Egypt - Become the Sun (IMPORT) (CD) Cover Art

Egypt - Become the Sun (CD)

  • $20.99


Origin: France
Released: 2013
Catalog number: TOTEM 004
Become the Sun', the debut full-length album from Fargo, North Dakota's Egypt took some crazy twists and bounces to get here but somehow it got here alright. After forming back in 2003 the band released a highly regarded 4 song EP in 2007 (released via MeteorCity), split up, were resurrected with a new guitarist (Neil Stein joining founders Aaron Esterby on vocals and bass and Chad Heille on drums while replacing Ryan Grahn), recorded this album, had it sit in the proverbial can for months on end. Now, finally it has shed its light upon a cult following slavering in anticipation, the band has made its thunderous return. The current Stein incarnation has a much fuller, hard rock sound at its heart, coming across more like Pentagram or even Motörhead than Saint Vitus.
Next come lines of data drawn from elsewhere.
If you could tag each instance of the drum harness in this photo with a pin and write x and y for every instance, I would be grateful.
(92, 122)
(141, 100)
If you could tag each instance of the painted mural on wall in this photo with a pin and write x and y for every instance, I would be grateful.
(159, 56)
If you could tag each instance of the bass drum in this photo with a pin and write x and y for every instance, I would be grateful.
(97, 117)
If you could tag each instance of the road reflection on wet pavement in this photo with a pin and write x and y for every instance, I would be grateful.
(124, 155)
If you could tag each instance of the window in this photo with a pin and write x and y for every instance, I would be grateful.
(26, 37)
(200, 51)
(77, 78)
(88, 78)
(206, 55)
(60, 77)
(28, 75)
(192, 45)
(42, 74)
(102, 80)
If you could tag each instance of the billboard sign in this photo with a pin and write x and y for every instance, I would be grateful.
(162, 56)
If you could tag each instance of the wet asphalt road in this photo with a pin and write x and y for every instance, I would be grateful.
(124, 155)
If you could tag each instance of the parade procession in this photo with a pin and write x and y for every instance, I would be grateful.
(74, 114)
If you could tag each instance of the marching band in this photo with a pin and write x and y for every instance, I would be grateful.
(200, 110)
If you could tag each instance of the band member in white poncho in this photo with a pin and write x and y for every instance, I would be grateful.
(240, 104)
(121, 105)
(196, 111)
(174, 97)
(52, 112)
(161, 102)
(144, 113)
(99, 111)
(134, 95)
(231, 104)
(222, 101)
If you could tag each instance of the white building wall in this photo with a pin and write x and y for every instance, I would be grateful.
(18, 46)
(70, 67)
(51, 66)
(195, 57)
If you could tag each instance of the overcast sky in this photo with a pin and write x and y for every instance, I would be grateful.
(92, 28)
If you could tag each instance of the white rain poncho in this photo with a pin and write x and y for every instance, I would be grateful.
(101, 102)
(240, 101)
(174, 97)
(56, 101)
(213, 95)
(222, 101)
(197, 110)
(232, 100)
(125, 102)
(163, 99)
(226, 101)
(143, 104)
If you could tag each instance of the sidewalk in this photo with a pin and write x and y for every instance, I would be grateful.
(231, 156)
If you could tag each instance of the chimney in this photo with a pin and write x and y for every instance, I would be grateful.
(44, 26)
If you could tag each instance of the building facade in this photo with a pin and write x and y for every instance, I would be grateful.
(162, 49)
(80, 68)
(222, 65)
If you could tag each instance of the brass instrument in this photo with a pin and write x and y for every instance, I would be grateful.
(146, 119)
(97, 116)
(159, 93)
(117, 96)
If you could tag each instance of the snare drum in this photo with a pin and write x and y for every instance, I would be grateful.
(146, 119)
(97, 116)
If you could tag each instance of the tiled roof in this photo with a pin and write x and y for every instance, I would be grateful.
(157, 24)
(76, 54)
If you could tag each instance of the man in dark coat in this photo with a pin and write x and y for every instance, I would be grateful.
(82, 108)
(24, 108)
From the opening licks of "Matterhorn" Egypt serve up a steaming dish of southern groove that would not sound out of place on the Dazed and Confused soundtrack. The bass tone is more in tune with the early 80s / late 70s with the gain turned way up and there's more dynamism in the drum work. Not fast and thrashy but more uptempo, more BPMs, more filling in empty spaces with fills and a lot more ride as a general thing. Even the vocals are more aggressive, smoke-blown and resonant. That all said, it's not as though Egypt has dropped the doom from their repertoire altogether. "Orb of the Wizardking", "Greenland" and "The Village is Silent" are all fine examples of the genre. But as an overall impression after listening to the album, it seems as though there's more "Stalker"s than "Wizardkings" here and it may be that that's just the point.

By the time the album finishes, it's cuts like "Stalker", "Hillside" and "Matterhorn" that make the biggest impact, these are the songs that provide the stronger whispers ringing in the ears. Egypt's return after five years and change is a triumphant one, probably not the return fans were expecting but triumphant nonetheless. Where one might have expected a low end dominated doom-a-thon, one finds the guitar leading the way into some unexpected places. In the end, Egypt have delivered a fine hard rock record that is a clear highlight of the first month of the year and just scraping the upper edge of an hour in length, the band gives the audience their money's worth.